Saturday, April 09, 2005

Epistemology, ontology and FTL travel

On the blogsite ID: The future, Jay Richards is using these terms to talk about the effect of special relativity. He has received a lot of scathing comment - I suspect more because he is a proponent of ID than out of any serious attempt to engage with the issues.

I understand where he is coming from. This isn't a scientific comment, but probably just a reflection of something that I am uneasy about because it hasn't been taught me clearly. Faster than light travel is impossible we are told, because nothing can travel faster than light; light defines the shape of the universe; and if you travel faster than light you would therefore be in two places at once.

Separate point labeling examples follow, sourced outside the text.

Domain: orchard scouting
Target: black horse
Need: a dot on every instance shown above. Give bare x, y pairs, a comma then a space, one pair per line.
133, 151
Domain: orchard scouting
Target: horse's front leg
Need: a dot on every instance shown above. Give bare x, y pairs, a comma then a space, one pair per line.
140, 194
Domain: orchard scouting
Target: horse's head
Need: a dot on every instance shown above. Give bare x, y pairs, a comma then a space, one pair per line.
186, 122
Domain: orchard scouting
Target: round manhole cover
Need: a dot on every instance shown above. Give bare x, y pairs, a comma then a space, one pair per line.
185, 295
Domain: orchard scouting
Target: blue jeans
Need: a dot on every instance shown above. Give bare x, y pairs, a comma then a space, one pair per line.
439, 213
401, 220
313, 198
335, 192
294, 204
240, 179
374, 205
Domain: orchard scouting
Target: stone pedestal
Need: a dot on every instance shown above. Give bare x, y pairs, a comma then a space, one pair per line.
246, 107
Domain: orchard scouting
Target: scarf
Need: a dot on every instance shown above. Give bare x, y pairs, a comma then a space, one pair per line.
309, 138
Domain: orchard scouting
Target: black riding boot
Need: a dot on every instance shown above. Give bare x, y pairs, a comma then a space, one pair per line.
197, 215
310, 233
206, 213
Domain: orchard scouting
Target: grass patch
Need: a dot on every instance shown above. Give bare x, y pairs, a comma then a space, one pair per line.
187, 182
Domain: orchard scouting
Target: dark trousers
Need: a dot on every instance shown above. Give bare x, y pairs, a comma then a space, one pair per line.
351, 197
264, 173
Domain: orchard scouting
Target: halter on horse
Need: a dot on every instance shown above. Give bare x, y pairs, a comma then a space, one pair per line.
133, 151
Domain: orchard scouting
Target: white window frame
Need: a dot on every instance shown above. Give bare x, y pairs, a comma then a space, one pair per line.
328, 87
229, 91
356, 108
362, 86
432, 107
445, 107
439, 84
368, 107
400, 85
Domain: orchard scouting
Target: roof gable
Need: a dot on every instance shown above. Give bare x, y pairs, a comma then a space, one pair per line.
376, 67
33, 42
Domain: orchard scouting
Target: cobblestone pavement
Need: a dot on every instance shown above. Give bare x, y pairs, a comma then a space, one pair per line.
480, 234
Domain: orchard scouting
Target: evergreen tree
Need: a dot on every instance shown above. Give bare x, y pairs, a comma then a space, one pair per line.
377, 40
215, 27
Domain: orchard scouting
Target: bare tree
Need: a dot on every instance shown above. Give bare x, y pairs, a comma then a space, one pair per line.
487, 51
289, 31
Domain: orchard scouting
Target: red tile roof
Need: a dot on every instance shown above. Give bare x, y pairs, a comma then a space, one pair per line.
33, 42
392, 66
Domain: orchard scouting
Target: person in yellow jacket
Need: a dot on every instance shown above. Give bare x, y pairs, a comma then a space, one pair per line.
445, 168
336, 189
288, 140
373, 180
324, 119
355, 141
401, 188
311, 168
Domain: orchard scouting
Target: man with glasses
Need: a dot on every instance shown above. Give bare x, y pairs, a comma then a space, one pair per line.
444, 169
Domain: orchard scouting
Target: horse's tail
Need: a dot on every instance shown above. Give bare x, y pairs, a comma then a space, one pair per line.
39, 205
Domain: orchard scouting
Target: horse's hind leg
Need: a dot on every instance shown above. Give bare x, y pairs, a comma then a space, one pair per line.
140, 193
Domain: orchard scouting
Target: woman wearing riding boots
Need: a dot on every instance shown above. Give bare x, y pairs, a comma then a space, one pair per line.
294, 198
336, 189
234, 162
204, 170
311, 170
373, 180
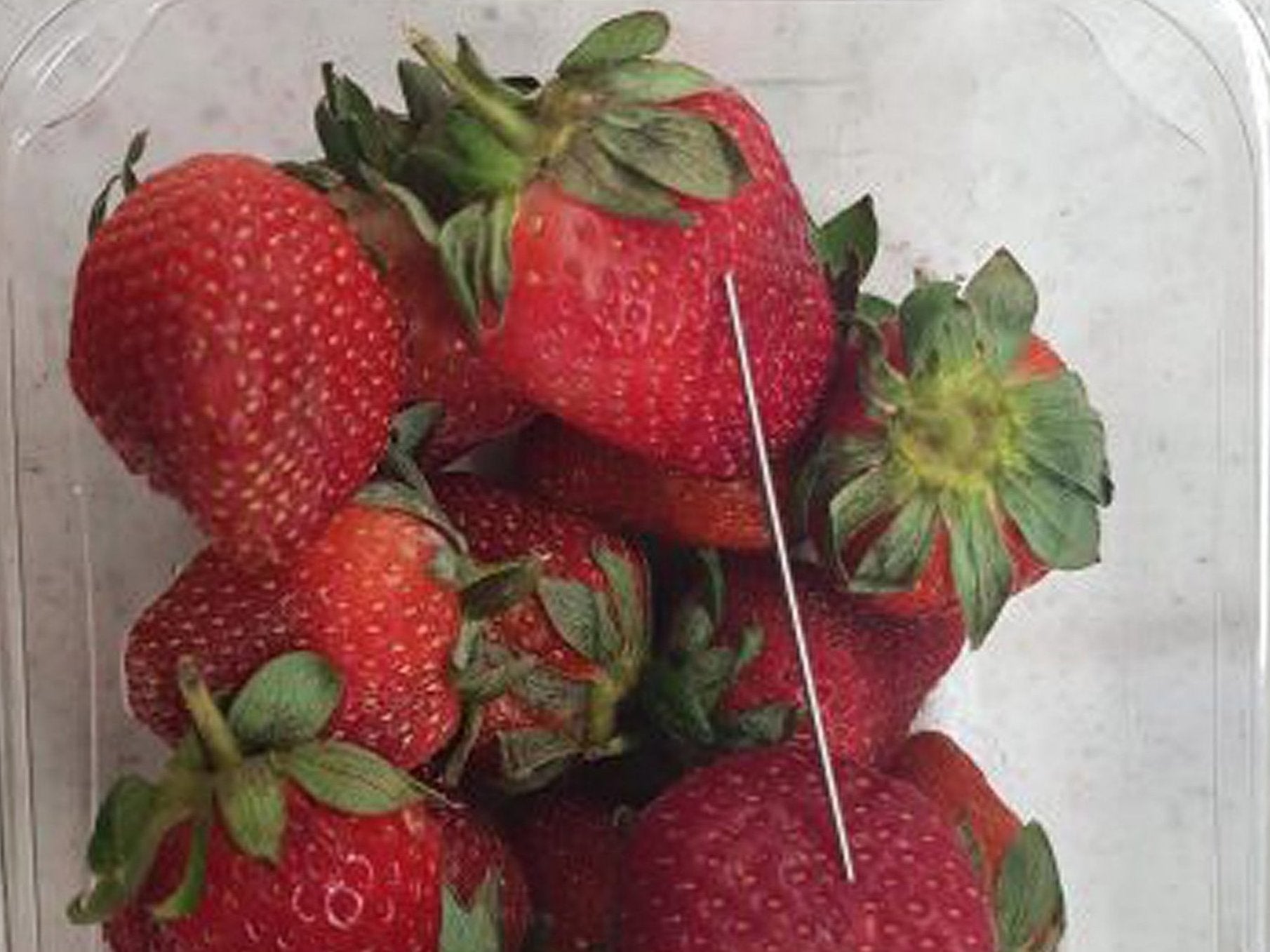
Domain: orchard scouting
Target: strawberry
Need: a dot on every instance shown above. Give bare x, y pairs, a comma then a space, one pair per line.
1016, 862
575, 472
730, 678
572, 851
262, 836
442, 365
586, 227
961, 459
233, 344
741, 856
374, 594
476, 859
544, 679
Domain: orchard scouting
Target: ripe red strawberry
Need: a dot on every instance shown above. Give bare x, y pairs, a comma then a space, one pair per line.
730, 677
1016, 862
961, 459
583, 475
475, 856
375, 594
561, 660
572, 851
588, 230
232, 343
741, 856
442, 365
260, 836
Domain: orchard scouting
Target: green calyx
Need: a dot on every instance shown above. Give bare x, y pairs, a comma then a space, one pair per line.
1029, 904
233, 768
608, 627
686, 683
970, 441
605, 128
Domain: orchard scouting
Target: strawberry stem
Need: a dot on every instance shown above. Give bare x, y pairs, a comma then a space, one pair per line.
213, 730
507, 122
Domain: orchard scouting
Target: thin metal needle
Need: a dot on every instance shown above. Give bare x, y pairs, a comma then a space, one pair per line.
782, 558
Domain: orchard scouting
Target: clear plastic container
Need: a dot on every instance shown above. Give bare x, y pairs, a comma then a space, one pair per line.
1118, 146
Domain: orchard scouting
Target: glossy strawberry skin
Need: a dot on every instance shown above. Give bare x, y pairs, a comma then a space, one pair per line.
950, 779
233, 344
442, 362
621, 489
343, 884
502, 525
741, 856
572, 851
474, 850
366, 594
873, 672
846, 414
620, 326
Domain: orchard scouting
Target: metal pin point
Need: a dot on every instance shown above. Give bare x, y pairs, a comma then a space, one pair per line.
782, 558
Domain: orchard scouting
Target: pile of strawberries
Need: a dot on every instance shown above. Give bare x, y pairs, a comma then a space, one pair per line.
488, 649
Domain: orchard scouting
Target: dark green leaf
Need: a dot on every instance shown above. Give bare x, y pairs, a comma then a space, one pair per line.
254, 809
679, 150
1060, 523
1061, 433
573, 611
758, 726
498, 588
530, 753
185, 899
898, 556
426, 95
349, 779
982, 568
848, 240
629, 37
120, 823
653, 81
587, 173
1005, 299
286, 702
939, 329
476, 928
1029, 900
864, 498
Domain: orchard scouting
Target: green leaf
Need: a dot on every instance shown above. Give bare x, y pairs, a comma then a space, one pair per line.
848, 240
588, 173
498, 588
628, 599
349, 779
535, 754
254, 809
864, 499
1006, 301
121, 823
982, 569
185, 899
898, 556
573, 611
1029, 900
476, 928
1061, 433
939, 329
426, 95
653, 81
679, 150
629, 37
286, 702
1060, 523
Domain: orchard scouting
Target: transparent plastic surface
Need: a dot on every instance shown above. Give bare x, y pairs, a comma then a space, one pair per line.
1118, 146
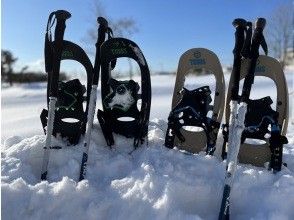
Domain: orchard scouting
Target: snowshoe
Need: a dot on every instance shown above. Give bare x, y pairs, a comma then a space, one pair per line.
192, 107
70, 115
120, 98
261, 121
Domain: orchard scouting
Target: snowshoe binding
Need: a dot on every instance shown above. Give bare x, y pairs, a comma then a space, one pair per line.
261, 121
70, 115
191, 107
120, 98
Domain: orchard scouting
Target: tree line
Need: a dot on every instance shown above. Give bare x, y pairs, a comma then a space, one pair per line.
9, 75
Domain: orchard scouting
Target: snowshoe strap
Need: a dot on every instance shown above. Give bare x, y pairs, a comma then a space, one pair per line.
259, 117
192, 111
276, 146
70, 118
121, 102
120, 98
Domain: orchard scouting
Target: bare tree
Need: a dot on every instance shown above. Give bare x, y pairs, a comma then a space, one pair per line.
7, 61
121, 27
280, 33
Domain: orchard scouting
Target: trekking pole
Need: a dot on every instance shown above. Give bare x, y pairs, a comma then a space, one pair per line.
53, 68
237, 118
102, 30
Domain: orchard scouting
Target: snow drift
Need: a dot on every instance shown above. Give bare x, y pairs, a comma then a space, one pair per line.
152, 182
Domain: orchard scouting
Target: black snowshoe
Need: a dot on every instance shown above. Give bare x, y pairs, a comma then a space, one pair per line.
120, 98
70, 114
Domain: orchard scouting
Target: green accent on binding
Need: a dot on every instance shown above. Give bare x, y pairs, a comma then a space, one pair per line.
70, 105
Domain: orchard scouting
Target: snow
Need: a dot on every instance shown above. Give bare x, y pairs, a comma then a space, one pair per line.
151, 183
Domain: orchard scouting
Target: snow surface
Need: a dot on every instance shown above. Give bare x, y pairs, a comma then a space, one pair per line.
151, 183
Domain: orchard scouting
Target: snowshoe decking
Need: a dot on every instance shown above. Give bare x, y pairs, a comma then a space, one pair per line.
70, 115
120, 98
260, 116
190, 108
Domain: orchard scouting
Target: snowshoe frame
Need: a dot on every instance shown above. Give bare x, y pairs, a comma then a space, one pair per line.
108, 118
197, 58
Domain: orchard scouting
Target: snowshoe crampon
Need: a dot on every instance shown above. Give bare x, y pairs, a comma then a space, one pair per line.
70, 114
191, 107
261, 121
120, 98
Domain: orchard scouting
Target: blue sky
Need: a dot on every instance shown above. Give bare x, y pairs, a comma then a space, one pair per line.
166, 28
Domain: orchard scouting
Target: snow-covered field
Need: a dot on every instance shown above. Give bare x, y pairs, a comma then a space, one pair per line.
151, 183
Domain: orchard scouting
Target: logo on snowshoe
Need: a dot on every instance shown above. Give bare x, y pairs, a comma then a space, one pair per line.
66, 54
119, 51
198, 60
197, 54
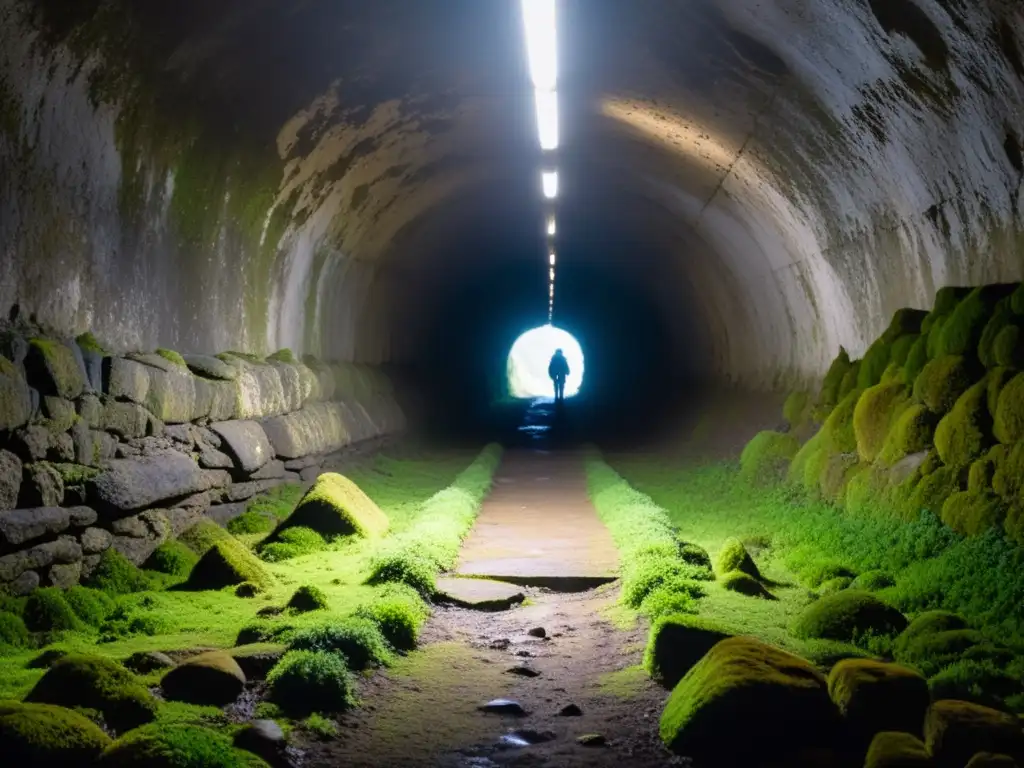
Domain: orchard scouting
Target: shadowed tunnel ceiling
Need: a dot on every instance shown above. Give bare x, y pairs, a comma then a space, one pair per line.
762, 181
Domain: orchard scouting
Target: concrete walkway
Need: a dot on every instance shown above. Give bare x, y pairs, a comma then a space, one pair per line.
538, 526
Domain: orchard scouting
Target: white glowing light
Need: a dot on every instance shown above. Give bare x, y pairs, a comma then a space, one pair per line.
547, 119
527, 363
550, 182
542, 42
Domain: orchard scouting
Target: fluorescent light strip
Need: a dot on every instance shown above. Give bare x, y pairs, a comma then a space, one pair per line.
542, 42
549, 180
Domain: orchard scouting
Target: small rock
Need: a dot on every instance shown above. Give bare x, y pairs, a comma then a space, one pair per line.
262, 737
504, 707
523, 671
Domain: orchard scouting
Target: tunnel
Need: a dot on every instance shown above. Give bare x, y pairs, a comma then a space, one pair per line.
263, 263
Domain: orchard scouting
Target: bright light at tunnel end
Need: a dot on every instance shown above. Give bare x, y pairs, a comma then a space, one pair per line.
528, 358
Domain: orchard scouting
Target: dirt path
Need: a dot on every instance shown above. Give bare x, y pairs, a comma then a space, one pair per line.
425, 710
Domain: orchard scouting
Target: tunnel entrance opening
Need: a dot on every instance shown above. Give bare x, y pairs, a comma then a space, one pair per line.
528, 358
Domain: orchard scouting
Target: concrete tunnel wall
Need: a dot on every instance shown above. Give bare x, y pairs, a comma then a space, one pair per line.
248, 176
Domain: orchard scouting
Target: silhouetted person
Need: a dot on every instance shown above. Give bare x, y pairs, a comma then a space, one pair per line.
558, 370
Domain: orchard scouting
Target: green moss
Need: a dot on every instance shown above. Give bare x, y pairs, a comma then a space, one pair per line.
915, 360
676, 643
307, 598
92, 606
292, 543
46, 610
734, 557
911, 433
305, 681
176, 745
897, 750
284, 355
173, 558
974, 513
847, 616
171, 356
116, 576
228, 563
942, 382
96, 683
873, 417
744, 585
766, 458
13, 633
88, 343
45, 735
1009, 424
740, 680
336, 506
833, 382
873, 365
965, 433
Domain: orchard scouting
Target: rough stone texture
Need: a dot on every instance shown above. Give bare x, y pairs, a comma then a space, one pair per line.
247, 441
135, 483
10, 479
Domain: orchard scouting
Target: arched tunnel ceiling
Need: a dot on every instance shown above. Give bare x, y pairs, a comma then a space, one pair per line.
807, 167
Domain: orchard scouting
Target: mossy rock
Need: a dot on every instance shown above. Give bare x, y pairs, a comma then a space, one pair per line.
744, 585
766, 458
228, 563
943, 381
336, 506
676, 643
847, 615
96, 683
176, 745
955, 731
33, 734
973, 513
46, 610
875, 696
733, 556
876, 413
1009, 423
833, 382
897, 750
213, 679
965, 433
780, 699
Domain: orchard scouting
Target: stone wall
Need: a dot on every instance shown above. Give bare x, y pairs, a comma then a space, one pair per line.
128, 452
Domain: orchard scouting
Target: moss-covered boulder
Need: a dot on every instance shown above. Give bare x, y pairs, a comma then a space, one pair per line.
873, 417
1009, 422
965, 433
973, 513
779, 700
848, 615
955, 731
96, 683
213, 679
766, 458
897, 750
33, 734
176, 747
676, 643
942, 382
875, 696
734, 556
228, 563
336, 506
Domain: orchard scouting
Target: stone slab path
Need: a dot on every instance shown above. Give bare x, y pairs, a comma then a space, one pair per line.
538, 526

But let's suppose you could travel faster than light. Suppose I manage to travel instantaneously to a fictional planet orbiting Alpha Centauri, and look back towards Earth through an infeasibly powerful telescope. I would be able to see myself doing the things I was doing four years ago - this is "Einsteinian"/"epistemological" time, and the argument is that because nothing travels faster than light, and light defines the shape of the universe, I would therefore be in two places at once. But I think this is a circular objection by definition, as far as I can tell - I wouldn't be able to communicate with myself four years ago - because if I then instantaneously travelled back, my "ontological"/"real" time would have moved on, and I wouldn't be four years ago any more. Similarly, if I were to beam back to earth television signals of Alpha Centauri, they wouldn't get there until four years had passed - by which time, according to earth's "ontological"/"real" time, I would already have left for Alpha Centauri.

In other words, I think the sense of this is that there is an "epistemological" line of time - which relates to the fact that communication doesn't take place above the speed of light (I can only look backwards to where I was/something else is at the speed of light). There is also an "ontological" line of time - that is, if I look 13 thousand million light years away, I am looking at what happened 13 thousand million years ago at that point in space - but that the age of the universe there now is not 2 thousand million years, it is the same as it is here - even though there's no way for us to know what it is like there now (other than our Copernican assumption, which is that it is similar to how it is here now). That isn't nonsense - there are many aspects of relativity that are counterintuitive, but to argue that there are parts of the universe "ontologically" "now" that are younger than we are is silly - epistemologically they are, yes - which is how we can find out about the early universe - but that doesn't mean that their "real" age is less than ours - it just means we can't know about what they are like now whilst communcation is limited to the speed of light.